Anche i sacerdoti furono incapaci di cogliere i segni della nuova presenza del Messia e Salvatore. Solo due anziani, Simeone ed Anna hanno scoperto la grande novità. Condotti dallo Spirito Santo essi hanno trovato in quel Bambino il compimento della loro lunga attesa e vigilanza. Entrambi hanno contemplato la luce di Dio che veniva a illuminare il mondo e il loro sguardo profetico si aprì al futuro come annuncio del Messia: “Luce per illuminare le genti!”.
 
Nella festa della Presentazione del Signore al tempio possiamo ammirare tre icone:
 
    L’icona della luce. La luce parte da Cristo e si irradia su Maria e Giuseppe, su Simeone ed Anna e, attraverso di loro, su tutti. I Padri della Chiesa hanno collegato questa irradiazione al cammino spirituale. Sul volto di Cristo risplende la luce di tale bellezza. Il cristiano è colui che segue Cristo, si lascia raggiungere da lui, diventa suo discepolo, e si fa segno e profezia per essere il riflesso della luce di Cristo nei confronti di ogni uomo che incrocia sulle strade della vita.
 
  L’icona della profezia, dono dello Spirito Santo. Simeone ed Anna, contemplando il Bambino Gesù, hanno intravisto il suo destino di morte e di risurrezione per la salvezza di tutte le genti e hanno annunciato tale mistero come salvezza universale. Il cristiano è chiamato a tale testimonianza profetica manifestando nel mondo il primato di Dio e la passione per il Vangelo praticato come forma di vita e annunciato soprattutto con la coerenza della vita cristiana.
 
   L’icona della sapienza di Simeone ed Anna, la sapienza di una vita dedicata totalmente alla ricerca del volto di Dio, dei suoi segni, della sua volontà; una vita dedicata all’ascolto e all’annuncio della sua Parola. La vita cristiana deve diventare ogni giorno di più segno visibile di un’autentica ricerca del volto del Signore e delle vie che conducono a Lui. Cristiano è colui che testimonia ovunque e con audace ardimento l’impegno gioioso e laborioso della ricerca sapiente della volontà divina.
 
Il mondo contemporaneo vive oggi una condizione segnata spesso da una radicale pluralità, da una progressiva emarginazione della religione, da un relativismo che tocca i valori fondamentali. Ciò esige che la testimonianza cristiana di ogni battezzato sia luminosa e coerente.

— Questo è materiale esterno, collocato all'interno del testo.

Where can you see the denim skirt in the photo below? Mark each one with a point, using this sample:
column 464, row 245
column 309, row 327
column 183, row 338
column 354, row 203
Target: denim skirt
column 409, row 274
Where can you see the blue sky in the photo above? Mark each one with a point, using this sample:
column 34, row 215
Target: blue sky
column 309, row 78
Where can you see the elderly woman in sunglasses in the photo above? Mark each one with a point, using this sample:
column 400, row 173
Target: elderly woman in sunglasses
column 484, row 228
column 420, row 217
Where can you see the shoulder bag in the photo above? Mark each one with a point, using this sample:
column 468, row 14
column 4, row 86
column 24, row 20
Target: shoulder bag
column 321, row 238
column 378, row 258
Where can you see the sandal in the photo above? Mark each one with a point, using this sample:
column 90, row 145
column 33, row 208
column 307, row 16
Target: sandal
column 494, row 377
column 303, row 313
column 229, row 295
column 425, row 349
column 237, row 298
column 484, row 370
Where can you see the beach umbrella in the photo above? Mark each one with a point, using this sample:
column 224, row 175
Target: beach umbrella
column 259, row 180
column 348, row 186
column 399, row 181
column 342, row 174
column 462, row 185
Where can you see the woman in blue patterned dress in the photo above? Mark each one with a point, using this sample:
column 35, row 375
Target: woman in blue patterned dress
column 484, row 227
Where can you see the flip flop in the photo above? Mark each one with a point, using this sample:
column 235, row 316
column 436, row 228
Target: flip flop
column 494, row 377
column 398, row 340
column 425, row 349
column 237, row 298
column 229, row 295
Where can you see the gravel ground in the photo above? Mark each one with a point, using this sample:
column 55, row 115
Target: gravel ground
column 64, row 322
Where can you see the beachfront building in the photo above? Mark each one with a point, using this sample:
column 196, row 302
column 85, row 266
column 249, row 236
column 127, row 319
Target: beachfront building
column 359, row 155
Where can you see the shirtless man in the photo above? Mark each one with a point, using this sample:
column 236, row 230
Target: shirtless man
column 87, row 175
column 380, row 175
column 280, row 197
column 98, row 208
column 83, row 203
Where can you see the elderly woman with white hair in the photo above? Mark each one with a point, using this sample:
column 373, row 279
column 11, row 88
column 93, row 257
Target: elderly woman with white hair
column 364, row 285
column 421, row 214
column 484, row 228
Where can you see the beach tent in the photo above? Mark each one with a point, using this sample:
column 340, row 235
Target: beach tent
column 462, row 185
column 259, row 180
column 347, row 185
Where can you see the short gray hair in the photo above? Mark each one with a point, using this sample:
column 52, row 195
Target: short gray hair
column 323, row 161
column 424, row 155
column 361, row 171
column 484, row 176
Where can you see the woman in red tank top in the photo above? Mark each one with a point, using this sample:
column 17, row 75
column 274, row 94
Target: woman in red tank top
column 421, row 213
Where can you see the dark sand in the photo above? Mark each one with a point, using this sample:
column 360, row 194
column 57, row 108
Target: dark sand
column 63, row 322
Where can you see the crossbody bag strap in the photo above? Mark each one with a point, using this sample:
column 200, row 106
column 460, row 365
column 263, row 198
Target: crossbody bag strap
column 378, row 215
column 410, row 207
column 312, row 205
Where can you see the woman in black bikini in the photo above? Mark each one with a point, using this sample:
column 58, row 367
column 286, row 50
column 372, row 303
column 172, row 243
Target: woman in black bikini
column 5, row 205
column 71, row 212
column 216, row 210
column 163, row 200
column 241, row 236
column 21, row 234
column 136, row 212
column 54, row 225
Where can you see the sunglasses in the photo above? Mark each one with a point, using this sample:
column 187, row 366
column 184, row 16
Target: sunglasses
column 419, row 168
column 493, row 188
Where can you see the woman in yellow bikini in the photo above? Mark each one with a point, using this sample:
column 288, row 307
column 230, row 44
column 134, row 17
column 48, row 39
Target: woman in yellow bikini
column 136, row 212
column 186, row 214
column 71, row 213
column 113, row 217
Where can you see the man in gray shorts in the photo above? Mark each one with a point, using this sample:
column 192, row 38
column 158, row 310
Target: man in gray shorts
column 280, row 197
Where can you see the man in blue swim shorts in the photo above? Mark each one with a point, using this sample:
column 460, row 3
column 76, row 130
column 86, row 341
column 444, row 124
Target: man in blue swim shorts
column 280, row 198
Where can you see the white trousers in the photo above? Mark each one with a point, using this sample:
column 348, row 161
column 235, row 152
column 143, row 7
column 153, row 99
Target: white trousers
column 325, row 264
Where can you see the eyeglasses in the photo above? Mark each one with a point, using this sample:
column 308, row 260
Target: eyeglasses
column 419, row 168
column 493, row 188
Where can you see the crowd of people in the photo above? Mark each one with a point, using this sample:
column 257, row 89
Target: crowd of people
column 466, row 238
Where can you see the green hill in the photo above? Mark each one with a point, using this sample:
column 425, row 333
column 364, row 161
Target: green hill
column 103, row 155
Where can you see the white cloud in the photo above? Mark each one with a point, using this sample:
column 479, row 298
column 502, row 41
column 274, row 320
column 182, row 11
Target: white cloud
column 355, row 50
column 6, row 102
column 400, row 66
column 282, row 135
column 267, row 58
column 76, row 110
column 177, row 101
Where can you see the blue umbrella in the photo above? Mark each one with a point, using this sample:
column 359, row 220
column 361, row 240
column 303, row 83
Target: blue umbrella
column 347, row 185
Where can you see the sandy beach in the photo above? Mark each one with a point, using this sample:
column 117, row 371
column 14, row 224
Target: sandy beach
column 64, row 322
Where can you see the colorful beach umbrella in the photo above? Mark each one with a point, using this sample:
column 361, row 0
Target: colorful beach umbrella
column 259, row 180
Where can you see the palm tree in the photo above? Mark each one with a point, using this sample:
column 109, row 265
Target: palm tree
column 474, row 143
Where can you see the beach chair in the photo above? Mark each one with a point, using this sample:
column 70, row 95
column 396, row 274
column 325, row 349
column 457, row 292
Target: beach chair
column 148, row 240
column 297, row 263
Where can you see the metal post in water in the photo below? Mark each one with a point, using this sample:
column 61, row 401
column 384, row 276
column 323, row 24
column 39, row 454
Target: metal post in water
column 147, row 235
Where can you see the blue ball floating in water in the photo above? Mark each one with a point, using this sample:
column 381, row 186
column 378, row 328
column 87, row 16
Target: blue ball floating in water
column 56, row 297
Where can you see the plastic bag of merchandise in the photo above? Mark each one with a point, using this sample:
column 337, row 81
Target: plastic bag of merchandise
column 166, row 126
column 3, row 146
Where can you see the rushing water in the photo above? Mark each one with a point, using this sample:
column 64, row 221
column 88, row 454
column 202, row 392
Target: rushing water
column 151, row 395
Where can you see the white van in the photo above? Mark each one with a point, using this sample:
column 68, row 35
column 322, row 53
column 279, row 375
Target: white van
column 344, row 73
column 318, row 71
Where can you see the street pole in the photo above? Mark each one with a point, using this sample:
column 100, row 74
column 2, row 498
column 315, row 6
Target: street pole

Nella festa della Presentazione del Signore al tempio siamo invitati ad andare incontro al bambino Gesù, per riconoscerlo come Colui che è la luce del mondoNell'odierna liturgia contempliamo anche la Beata Vergine Maria, modello di coloro che attendono e aprono docili il cuore all'incontro con il Signore.
 
Il rito della benedizione delle candele tipico di questa antica Liturgia richiama precisamente l’immagine della vita cristiana paragonata a un pellegrinaggio, a un cammino incontro a Cristo Signore e Salvatore, cammino che si concluderà solo quando lo incontreremo definitivamente nella Gerusalemme celeste. Tale rito della benedizione delle candele, di cui si ha testimonianza già nel X secolo, si ispira alle parole di Simeone: “I miei occhi han visto la tua salvezza, preparata da te davanti a tutti i popoli, luce per illuminare le genti”.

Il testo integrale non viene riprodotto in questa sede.